# Model Validation and Data Leakage

## Objectives

- explain the bias-variance tradeoff and the notions of underfit and overfit models
- describe a train-test split and explain its purpose in the context of predictive statistics / machine learning

Bonus: evaluate models using other regression metrics

## Motivation

At this point, we have seen different ways to create models from our data through different linear regression techniques. That's good. But when it comes to measuring model performance, we also want to make sure that our models are ready to predict _on data that they haven't seen yet_.

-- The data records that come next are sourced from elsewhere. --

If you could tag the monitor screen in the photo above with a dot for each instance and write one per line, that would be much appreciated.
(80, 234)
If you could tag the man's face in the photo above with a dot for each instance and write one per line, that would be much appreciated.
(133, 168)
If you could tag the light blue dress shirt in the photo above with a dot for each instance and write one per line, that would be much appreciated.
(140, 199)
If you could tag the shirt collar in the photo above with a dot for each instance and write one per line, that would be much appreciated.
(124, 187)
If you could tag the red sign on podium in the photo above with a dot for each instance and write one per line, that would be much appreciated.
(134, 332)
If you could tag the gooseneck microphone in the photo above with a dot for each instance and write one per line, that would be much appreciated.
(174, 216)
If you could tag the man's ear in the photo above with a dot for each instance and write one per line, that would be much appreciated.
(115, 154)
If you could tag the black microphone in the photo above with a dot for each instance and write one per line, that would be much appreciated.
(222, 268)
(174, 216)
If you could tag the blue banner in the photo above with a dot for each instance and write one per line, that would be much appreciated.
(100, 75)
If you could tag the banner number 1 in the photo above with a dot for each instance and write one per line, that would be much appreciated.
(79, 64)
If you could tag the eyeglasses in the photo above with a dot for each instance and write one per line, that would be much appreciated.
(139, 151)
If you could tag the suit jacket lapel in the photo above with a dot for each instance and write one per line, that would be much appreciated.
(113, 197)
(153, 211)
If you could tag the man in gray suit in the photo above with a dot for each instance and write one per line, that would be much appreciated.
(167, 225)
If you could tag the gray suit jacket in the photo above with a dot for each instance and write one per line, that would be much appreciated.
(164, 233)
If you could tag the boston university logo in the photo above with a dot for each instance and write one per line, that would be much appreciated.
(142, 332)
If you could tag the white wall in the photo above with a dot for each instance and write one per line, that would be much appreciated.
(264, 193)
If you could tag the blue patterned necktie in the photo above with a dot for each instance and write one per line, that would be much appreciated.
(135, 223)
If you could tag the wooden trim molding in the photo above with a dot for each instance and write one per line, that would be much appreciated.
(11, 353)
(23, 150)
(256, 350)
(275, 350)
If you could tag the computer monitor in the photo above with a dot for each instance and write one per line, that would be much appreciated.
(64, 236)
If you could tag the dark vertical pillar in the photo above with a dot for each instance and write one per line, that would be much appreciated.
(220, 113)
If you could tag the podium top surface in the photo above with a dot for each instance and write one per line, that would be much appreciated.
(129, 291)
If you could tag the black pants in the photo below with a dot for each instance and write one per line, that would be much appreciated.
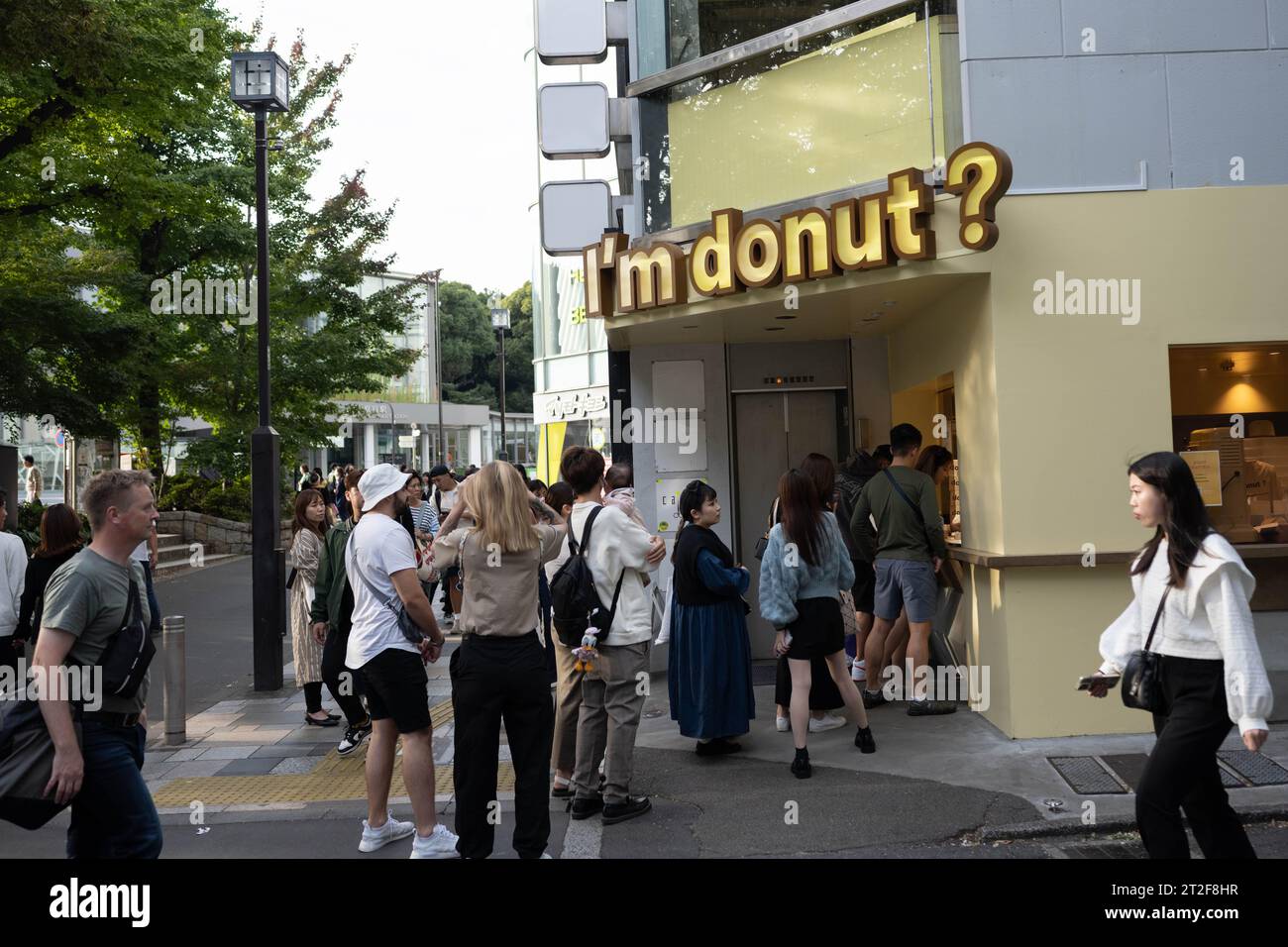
(9, 655)
(1183, 771)
(346, 688)
(496, 680)
(447, 581)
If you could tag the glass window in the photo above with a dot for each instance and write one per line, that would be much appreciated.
(675, 31)
(829, 112)
(1231, 423)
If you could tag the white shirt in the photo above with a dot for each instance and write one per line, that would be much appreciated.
(382, 548)
(1209, 618)
(617, 544)
(13, 578)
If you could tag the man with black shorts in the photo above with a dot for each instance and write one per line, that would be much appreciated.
(381, 570)
(909, 549)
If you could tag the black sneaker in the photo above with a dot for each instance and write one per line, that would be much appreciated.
(585, 808)
(717, 748)
(930, 707)
(863, 740)
(874, 698)
(802, 770)
(353, 737)
(619, 812)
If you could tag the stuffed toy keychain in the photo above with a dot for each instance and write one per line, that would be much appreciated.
(587, 654)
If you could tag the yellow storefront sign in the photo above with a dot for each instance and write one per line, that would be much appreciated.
(809, 244)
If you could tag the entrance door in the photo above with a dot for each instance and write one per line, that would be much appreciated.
(774, 432)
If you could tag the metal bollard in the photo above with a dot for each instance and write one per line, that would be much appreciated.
(175, 680)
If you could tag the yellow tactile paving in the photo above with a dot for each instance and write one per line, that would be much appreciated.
(334, 779)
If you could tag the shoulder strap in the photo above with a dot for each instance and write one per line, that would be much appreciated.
(578, 548)
(1157, 616)
(907, 499)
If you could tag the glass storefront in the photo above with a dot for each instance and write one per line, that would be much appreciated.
(765, 131)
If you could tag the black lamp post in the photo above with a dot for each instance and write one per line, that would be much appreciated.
(262, 84)
(501, 324)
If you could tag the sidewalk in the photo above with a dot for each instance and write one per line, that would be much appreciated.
(965, 750)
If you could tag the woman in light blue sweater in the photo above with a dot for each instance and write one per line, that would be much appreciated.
(802, 574)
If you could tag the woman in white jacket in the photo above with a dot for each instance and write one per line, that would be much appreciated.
(1211, 671)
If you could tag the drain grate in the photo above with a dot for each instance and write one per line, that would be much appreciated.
(1257, 770)
(1086, 776)
(1127, 767)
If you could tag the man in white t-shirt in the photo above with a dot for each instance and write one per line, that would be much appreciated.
(381, 570)
(146, 554)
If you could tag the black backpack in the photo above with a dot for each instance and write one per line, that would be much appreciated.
(574, 602)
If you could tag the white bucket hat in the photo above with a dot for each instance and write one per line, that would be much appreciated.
(378, 482)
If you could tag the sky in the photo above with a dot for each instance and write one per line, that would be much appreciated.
(439, 108)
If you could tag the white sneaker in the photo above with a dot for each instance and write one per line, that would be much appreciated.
(438, 844)
(390, 831)
(828, 722)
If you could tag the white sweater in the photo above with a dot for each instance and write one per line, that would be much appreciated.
(617, 544)
(13, 577)
(1206, 618)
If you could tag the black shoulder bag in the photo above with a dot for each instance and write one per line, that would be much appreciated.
(1142, 684)
(127, 657)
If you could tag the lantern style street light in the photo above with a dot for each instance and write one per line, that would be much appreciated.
(262, 84)
(501, 325)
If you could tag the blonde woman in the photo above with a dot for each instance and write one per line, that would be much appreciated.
(498, 672)
(307, 531)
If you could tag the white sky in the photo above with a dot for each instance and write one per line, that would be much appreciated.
(439, 107)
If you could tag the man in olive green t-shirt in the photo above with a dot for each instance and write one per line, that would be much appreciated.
(907, 551)
(86, 603)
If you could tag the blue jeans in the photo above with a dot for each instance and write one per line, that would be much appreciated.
(155, 625)
(112, 814)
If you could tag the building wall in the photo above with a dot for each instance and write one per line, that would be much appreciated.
(1170, 82)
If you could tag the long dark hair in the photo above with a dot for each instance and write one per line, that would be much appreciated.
(59, 531)
(303, 500)
(1185, 521)
(803, 513)
(692, 499)
(820, 470)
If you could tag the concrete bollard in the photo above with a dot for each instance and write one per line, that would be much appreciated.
(175, 680)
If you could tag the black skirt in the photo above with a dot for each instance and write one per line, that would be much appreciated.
(818, 630)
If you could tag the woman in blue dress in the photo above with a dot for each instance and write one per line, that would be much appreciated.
(708, 665)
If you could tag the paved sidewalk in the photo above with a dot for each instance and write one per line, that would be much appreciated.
(965, 750)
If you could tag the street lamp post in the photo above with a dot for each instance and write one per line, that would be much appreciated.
(438, 367)
(501, 324)
(262, 84)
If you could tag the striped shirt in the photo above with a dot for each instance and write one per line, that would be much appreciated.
(425, 518)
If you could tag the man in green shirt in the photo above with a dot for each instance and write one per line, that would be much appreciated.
(86, 603)
(909, 548)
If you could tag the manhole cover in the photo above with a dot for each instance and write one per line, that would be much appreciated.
(1085, 775)
(1257, 770)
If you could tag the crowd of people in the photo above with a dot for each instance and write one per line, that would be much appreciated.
(848, 579)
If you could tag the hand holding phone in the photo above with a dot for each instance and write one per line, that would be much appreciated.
(1098, 684)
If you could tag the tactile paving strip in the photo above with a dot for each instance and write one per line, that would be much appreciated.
(1257, 770)
(334, 779)
(1086, 776)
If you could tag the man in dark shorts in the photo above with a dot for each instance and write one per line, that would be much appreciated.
(909, 548)
(381, 570)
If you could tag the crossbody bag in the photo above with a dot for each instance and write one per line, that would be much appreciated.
(1142, 684)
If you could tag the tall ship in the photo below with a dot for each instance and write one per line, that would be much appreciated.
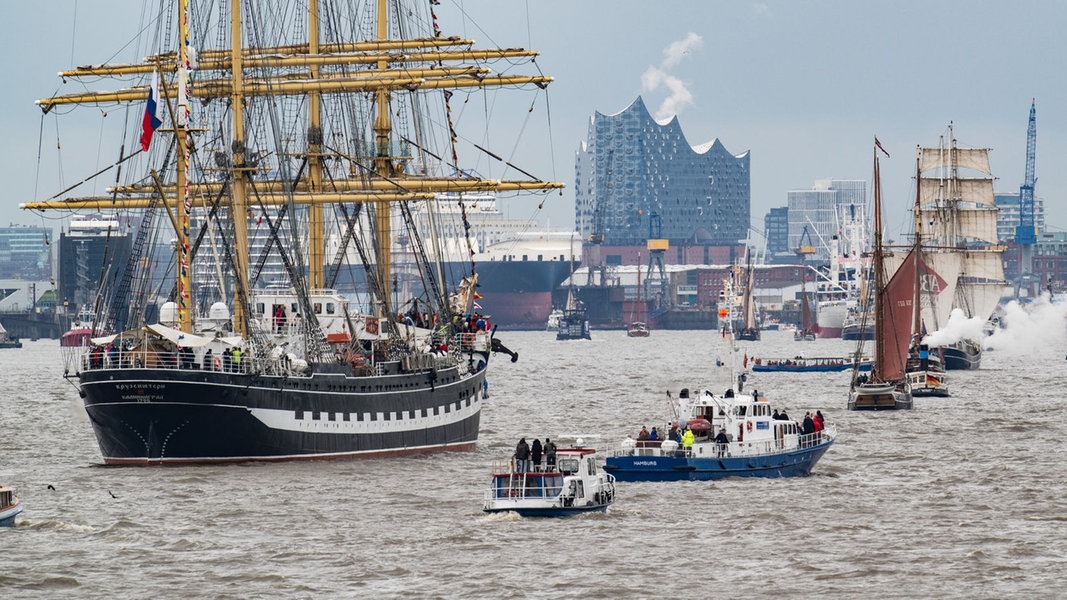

Usually, when our model is ready to be used in the "real world" we refer to this as putting our model into **production** or **deploying** our model. The data points for which it will make predictions will be data *it has never seen before*, as opposed to the data points that were used to train the model.

This is where ***model validation*** techniques come in, namely, to ensure our model can *generalize* to data it hasn't directly seen before.

As a way into a discussion of these techniques let's say a word about the **bias-variance tradeoff**.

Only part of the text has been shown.